The face behind the rallies


In a series, reporter Shawn McAvinue spends five minutes talking with Dunedin motorsport enthusiasts about their passion for their form of racing.

Five minutes with . . . Motorsport New Zealand board member and Otago Rally committee chairman Norman Oakley.

How did you get into motorsport?

I grew up with it. My father Bob was an instigator of a Dunedin street race in 1953. I bought a rally car in the mid 1980s and raced for about five years.

How did you go?

I was never any good. My ambition exceeded my capabilities.

What sort of rally car did you have?

I had a couple. I destroyed my first one, a Datsun 1200 and then a Datsun 1600.

When did you give up competing?

The late 1980s and I got involved in event organisation and administration for Otago Sports Car Club and I’ve fulfilled most roles on the committee. Most clubs belong to the governing body Motorsport New Zealand and I’ve had various governance roles on it since the mid 1990s.

What is the most rewarding part of the work?

I got hooked on organising the annual Otago Rally. It was quite a small event but it’s now the biggest event of its type in New Zealand.

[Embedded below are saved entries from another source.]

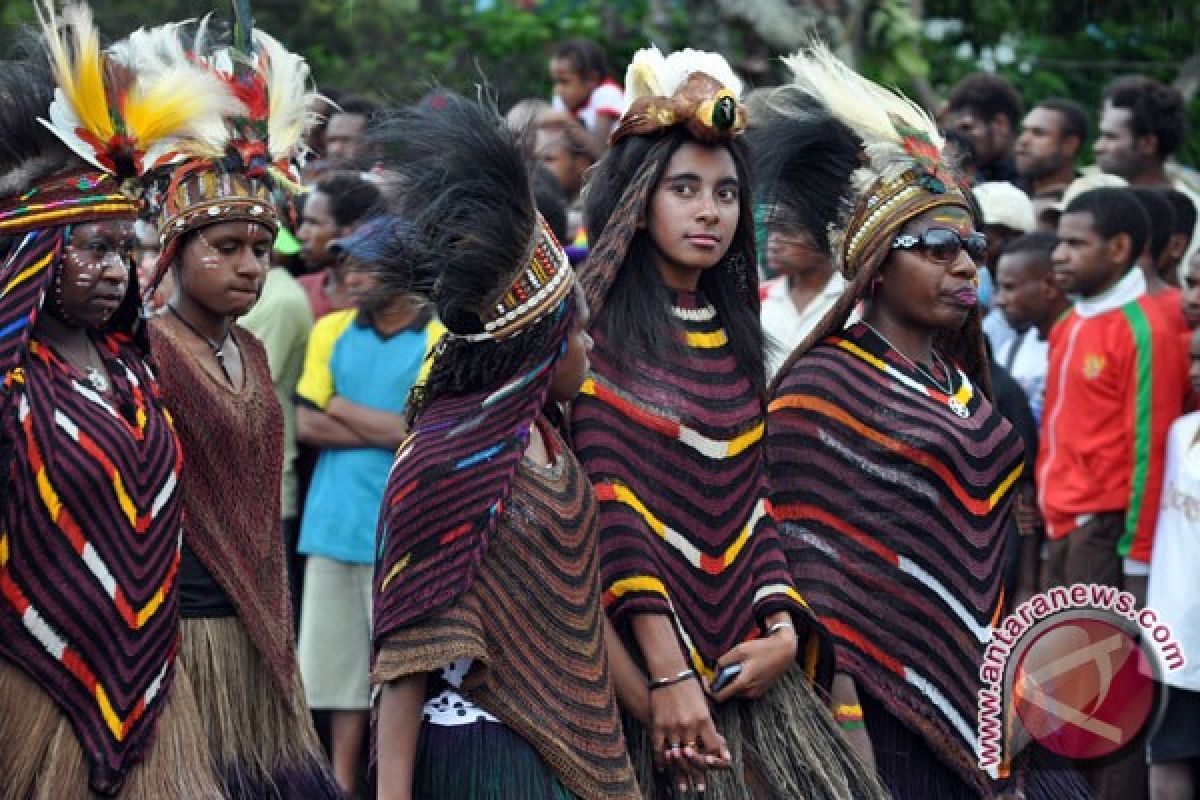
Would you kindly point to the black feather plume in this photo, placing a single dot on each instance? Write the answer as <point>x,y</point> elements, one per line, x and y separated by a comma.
<point>463,185</point>
<point>28,150</point>
<point>803,160</point>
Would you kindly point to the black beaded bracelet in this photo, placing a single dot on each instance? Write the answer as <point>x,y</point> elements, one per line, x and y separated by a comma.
<point>661,683</point>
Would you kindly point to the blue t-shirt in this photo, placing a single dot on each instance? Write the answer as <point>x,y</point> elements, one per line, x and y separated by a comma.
<point>347,358</point>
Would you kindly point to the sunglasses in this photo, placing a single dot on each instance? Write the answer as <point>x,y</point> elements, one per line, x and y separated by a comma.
<point>943,245</point>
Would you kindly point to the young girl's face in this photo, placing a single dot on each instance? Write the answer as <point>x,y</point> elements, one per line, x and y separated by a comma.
<point>694,210</point>
<point>573,89</point>
<point>222,266</point>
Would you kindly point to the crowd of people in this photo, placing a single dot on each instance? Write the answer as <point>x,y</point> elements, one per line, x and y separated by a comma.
<point>660,440</point>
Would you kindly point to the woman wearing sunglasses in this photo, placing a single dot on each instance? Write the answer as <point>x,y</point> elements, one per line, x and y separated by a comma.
<point>891,470</point>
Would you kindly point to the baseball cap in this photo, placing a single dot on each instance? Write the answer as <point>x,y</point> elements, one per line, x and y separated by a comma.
<point>1003,204</point>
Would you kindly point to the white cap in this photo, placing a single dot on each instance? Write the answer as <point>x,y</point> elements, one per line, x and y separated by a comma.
<point>1003,204</point>
<point>1086,182</point>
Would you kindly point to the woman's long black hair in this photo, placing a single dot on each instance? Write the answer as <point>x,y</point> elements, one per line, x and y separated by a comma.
<point>637,311</point>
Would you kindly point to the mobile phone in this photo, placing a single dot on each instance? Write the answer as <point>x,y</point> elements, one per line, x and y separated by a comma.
<point>724,677</point>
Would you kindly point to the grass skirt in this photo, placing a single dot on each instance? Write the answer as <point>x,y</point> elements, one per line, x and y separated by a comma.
<point>912,771</point>
<point>263,744</point>
<point>785,746</point>
<point>481,761</point>
<point>41,757</point>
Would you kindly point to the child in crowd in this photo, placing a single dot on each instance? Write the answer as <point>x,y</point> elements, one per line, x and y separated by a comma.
<point>582,86</point>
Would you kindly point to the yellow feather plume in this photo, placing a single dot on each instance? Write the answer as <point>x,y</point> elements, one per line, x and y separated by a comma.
<point>77,62</point>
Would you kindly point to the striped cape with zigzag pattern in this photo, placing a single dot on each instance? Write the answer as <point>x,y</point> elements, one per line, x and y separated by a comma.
<point>89,528</point>
<point>675,451</point>
<point>894,507</point>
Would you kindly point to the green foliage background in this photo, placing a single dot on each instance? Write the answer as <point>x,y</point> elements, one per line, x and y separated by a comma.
<point>397,49</point>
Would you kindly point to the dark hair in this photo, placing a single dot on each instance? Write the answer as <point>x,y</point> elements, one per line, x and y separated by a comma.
<point>355,104</point>
<point>1115,211</point>
<point>1183,208</point>
<point>637,311</point>
<point>585,55</point>
<point>1155,109</point>
<point>987,95</point>
<point>551,202</point>
<point>1038,246</point>
<point>1161,216</point>
<point>1074,118</point>
<point>465,187</point>
<point>351,197</point>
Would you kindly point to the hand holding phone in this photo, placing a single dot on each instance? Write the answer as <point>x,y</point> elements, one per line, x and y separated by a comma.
<point>724,677</point>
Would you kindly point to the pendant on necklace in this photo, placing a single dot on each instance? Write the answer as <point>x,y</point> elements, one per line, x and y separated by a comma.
<point>97,379</point>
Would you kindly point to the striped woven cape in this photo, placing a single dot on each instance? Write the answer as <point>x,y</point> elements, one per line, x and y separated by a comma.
<point>533,625</point>
<point>89,524</point>
<point>675,450</point>
<point>897,506</point>
<point>448,486</point>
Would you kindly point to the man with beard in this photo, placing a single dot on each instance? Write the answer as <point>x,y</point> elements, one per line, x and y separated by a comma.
<point>1053,134</point>
<point>987,109</point>
<point>1143,122</point>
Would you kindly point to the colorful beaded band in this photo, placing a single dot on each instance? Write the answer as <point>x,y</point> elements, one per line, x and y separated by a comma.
<point>849,717</point>
<point>83,197</point>
<point>538,289</point>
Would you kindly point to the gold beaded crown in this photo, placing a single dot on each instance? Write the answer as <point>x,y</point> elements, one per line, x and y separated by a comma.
<point>905,169</point>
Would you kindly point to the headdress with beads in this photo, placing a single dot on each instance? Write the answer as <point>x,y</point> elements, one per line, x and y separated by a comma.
<point>905,172</point>
<point>502,286</point>
<point>234,180</point>
<point>78,131</point>
<point>906,169</point>
<point>688,89</point>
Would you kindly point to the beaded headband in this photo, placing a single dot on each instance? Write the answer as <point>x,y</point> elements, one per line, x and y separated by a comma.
<point>887,206</point>
<point>202,194</point>
<point>537,290</point>
<point>83,196</point>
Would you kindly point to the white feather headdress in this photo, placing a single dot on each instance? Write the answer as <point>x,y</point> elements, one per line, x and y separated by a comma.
<point>129,112</point>
<point>898,134</point>
<point>690,88</point>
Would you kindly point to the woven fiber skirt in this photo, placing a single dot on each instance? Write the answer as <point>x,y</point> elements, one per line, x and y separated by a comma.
<point>785,746</point>
<point>41,757</point>
<point>913,771</point>
<point>481,761</point>
<point>263,745</point>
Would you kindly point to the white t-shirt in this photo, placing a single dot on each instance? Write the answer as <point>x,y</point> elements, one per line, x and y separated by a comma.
<point>450,708</point>
<point>1175,563</point>
<point>607,98</point>
<point>784,325</point>
<point>1026,356</point>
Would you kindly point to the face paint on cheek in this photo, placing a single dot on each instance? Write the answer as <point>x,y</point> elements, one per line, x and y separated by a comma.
<point>208,256</point>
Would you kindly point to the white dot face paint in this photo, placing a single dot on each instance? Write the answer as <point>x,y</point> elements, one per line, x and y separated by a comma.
<point>208,256</point>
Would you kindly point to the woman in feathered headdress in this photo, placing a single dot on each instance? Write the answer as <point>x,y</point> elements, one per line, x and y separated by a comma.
<point>891,467</point>
<point>670,427</point>
<point>216,226</point>
<point>489,633</point>
<point>91,698</point>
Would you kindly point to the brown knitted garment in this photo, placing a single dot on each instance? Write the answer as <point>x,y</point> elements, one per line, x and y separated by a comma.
<point>233,457</point>
<point>533,625</point>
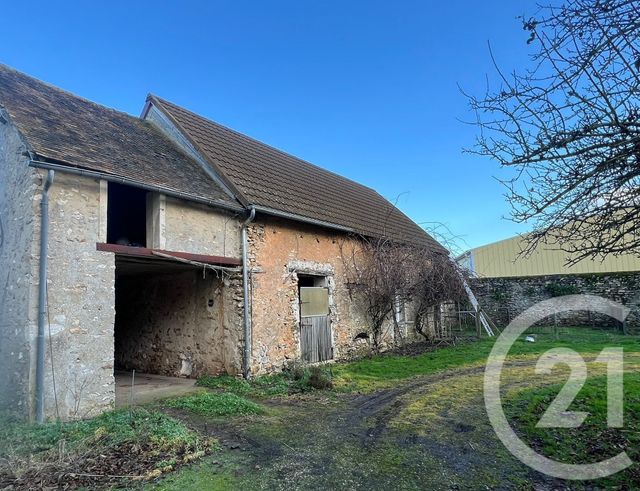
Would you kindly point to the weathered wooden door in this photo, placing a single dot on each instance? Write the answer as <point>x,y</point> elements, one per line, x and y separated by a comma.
<point>315,327</point>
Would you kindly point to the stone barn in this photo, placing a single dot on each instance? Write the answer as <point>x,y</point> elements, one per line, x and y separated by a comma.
<point>166,244</point>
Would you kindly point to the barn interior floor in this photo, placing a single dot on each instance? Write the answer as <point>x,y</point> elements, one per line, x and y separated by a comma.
<point>149,387</point>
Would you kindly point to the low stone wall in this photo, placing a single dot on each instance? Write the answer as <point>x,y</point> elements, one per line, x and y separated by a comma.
<point>505,298</point>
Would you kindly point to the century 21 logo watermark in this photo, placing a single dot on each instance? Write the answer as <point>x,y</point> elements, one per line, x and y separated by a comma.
<point>557,415</point>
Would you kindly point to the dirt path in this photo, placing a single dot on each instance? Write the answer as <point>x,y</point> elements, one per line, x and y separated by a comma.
<point>429,432</point>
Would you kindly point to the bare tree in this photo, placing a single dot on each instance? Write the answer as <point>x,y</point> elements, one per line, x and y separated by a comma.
<point>570,127</point>
<point>384,274</point>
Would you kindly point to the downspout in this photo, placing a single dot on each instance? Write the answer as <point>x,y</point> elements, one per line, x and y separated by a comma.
<point>247,298</point>
<point>42,296</point>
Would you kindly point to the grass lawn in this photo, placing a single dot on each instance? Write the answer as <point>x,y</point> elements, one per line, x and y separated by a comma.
<point>417,422</point>
<point>389,421</point>
<point>386,370</point>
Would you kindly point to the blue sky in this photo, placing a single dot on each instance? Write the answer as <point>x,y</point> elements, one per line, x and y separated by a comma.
<point>368,89</point>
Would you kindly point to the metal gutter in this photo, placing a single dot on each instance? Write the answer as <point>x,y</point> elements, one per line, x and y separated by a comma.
<point>42,296</point>
<point>125,180</point>
<point>247,299</point>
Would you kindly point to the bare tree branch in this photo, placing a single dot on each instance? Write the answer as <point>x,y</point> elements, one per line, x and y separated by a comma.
<point>570,128</point>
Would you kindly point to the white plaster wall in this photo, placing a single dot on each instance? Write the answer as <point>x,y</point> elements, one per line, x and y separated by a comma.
<point>19,199</point>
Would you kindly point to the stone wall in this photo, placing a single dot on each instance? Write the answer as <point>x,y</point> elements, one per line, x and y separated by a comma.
<point>172,324</point>
<point>505,298</point>
<point>278,252</point>
<point>190,227</point>
<point>19,200</point>
<point>81,302</point>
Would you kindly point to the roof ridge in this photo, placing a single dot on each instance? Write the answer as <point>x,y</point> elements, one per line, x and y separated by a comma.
<point>66,92</point>
<point>259,142</point>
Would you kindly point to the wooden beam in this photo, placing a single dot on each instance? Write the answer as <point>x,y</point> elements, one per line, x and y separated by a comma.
<point>149,253</point>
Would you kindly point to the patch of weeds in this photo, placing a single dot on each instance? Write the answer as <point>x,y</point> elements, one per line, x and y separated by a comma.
<point>109,429</point>
<point>93,453</point>
<point>228,383</point>
<point>593,441</point>
<point>320,378</point>
<point>295,379</point>
<point>216,404</point>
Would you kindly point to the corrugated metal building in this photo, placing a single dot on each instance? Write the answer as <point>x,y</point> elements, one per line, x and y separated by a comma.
<point>501,260</point>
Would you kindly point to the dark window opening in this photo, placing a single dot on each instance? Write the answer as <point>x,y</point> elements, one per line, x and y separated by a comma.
<point>127,215</point>
<point>307,280</point>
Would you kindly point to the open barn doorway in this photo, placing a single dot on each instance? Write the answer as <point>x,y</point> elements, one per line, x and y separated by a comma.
<point>168,322</point>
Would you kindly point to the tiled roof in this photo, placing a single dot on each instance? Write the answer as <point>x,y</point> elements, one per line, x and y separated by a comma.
<point>270,178</point>
<point>64,128</point>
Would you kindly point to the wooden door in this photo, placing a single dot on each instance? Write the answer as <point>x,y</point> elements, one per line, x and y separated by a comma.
<point>315,326</point>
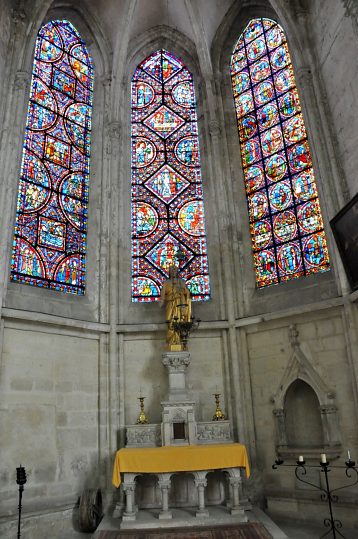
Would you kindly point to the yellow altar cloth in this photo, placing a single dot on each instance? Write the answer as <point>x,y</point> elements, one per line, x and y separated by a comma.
<point>179,459</point>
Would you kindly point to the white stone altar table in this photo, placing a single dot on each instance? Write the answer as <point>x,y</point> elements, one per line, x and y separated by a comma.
<point>168,460</point>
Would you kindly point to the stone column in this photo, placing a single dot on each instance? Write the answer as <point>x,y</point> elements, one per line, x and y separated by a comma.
<point>330,426</point>
<point>129,490</point>
<point>235,485</point>
<point>200,483</point>
<point>164,485</point>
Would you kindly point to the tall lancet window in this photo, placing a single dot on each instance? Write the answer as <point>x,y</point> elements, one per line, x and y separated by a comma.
<point>286,225</point>
<point>49,245</point>
<point>167,200</point>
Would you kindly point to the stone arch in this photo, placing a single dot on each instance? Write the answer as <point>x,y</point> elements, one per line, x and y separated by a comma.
<point>302,416</point>
<point>300,370</point>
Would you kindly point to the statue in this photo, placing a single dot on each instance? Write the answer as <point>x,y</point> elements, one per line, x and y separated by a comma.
<point>177,299</point>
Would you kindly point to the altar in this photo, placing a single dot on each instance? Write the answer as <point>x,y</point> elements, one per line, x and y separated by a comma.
<point>180,462</point>
<point>166,461</point>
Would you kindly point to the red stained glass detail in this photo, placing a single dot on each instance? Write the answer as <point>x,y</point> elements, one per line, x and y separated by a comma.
<point>49,246</point>
<point>286,225</point>
<point>167,201</point>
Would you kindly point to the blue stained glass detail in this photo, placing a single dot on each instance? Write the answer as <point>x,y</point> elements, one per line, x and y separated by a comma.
<point>286,225</point>
<point>167,202</point>
<point>49,247</point>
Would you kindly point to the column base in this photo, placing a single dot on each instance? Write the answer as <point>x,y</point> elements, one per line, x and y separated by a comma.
<point>165,515</point>
<point>202,513</point>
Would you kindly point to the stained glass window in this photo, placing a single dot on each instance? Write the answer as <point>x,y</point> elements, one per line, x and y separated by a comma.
<point>50,231</point>
<point>167,200</point>
<point>285,218</point>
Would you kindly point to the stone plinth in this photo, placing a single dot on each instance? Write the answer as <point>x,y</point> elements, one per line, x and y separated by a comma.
<point>176,364</point>
<point>214,432</point>
<point>143,435</point>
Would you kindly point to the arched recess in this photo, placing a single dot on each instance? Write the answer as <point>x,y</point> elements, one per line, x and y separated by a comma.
<point>302,416</point>
<point>302,376</point>
<point>167,202</point>
<point>286,226</point>
<point>49,247</point>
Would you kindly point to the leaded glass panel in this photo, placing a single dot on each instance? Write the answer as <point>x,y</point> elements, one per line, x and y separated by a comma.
<point>286,225</point>
<point>167,201</point>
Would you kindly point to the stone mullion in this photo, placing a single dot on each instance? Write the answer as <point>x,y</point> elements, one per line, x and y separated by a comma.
<point>16,88</point>
<point>248,426</point>
<point>350,326</point>
<point>243,420</point>
<point>107,372</point>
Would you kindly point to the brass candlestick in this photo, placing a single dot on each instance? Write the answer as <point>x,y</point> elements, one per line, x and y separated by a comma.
<point>142,418</point>
<point>219,414</point>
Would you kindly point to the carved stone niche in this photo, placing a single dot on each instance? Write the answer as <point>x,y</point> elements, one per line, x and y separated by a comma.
<point>306,419</point>
<point>178,426</point>
<point>143,435</point>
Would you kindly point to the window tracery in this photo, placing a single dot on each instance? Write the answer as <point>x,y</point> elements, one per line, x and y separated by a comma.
<point>167,200</point>
<point>286,226</point>
<point>49,246</point>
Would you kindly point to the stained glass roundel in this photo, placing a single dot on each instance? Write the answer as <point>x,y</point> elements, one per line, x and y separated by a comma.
<point>286,226</point>
<point>49,246</point>
<point>167,202</point>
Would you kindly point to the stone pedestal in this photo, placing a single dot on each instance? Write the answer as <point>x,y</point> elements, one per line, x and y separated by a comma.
<point>178,410</point>
<point>176,364</point>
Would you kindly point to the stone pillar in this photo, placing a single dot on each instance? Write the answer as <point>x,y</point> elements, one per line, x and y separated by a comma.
<point>200,483</point>
<point>234,480</point>
<point>330,425</point>
<point>164,485</point>
<point>129,490</point>
<point>235,484</point>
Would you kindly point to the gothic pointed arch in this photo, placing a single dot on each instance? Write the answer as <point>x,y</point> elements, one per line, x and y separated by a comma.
<point>286,226</point>
<point>167,201</point>
<point>49,246</point>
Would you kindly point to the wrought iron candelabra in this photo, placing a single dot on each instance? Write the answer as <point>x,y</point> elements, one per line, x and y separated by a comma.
<point>328,495</point>
<point>20,480</point>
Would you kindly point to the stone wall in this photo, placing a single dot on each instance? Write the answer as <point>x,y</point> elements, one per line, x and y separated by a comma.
<point>333,27</point>
<point>49,412</point>
<point>71,368</point>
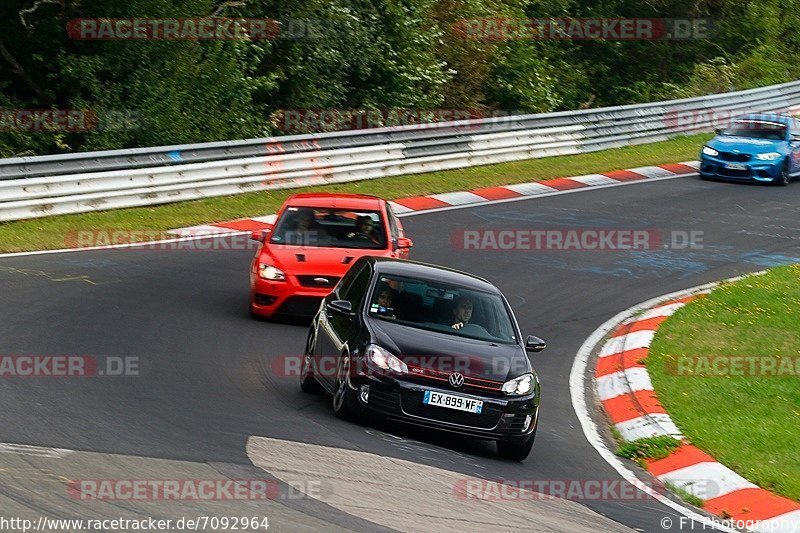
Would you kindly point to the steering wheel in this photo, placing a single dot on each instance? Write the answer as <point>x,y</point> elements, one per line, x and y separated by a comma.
<point>360,236</point>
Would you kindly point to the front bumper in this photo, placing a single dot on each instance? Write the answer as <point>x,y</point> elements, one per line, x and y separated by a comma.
<point>288,297</point>
<point>502,418</point>
<point>753,171</point>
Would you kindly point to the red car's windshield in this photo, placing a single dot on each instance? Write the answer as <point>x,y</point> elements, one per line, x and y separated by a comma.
<point>330,228</point>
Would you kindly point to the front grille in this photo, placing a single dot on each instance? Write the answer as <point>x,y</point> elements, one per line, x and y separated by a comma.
<point>733,173</point>
<point>263,299</point>
<point>300,305</point>
<point>471,383</point>
<point>384,400</point>
<point>326,282</point>
<point>730,156</point>
<point>411,403</point>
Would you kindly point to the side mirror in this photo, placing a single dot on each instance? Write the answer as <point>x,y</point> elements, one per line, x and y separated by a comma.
<point>258,235</point>
<point>534,344</point>
<point>341,307</point>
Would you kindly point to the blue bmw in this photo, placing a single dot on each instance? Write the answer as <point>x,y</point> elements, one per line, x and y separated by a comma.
<point>755,148</point>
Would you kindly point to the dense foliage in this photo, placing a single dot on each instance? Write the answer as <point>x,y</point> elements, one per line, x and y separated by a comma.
<point>394,54</point>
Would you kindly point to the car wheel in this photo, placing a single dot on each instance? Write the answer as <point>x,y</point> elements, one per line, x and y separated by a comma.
<point>345,404</point>
<point>516,450</point>
<point>784,179</point>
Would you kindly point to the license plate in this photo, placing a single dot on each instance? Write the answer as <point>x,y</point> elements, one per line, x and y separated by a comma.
<point>451,401</point>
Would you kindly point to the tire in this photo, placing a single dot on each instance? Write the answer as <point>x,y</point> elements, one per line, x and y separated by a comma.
<point>784,178</point>
<point>345,403</point>
<point>516,451</point>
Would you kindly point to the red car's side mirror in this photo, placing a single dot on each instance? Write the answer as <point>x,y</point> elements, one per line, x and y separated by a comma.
<point>258,235</point>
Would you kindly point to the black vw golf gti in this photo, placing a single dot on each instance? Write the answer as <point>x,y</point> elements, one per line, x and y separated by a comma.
<point>429,346</point>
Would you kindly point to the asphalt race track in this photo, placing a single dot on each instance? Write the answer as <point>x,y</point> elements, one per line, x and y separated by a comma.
<point>209,383</point>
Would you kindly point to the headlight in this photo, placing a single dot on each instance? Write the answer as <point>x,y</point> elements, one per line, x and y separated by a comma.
<point>270,272</point>
<point>519,386</point>
<point>383,359</point>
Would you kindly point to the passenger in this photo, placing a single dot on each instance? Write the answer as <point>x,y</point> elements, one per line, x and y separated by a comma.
<point>383,303</point>
<point>462,312</point>
<point>364,227</point>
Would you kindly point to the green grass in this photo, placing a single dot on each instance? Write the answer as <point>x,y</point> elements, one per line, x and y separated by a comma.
<point>648,448</point>
<point>51,232</point>
<point>750,423</point>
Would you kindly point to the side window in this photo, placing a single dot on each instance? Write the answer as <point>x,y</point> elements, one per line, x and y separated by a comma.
<point>345,282</point>
<point>395,231</point>
<point>356,290</point>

Why did you want to keep connected to motorsport?

Because of the people mainly and to be part of group of people who are trying to make Otago Rally as good as it could be. It always gives you a certain sense of satisfaction.

Is the committee still aiming to make Otago Rally the best it can be?

We never run the same event twice, so we are always trying to innovate or do something different.

When did you decide you wanted to dedicate time to the sport?

It was in 1973, I was a young teenager and rallying was in its formative years in New Zealand. I went to watch an international night rally, about 3am, around this time of year, on the gravel of Leith Valley Rd. I was among spectators standing by a bonfire and headlights appeared and a car rushed past. I remember thinking, this is cool.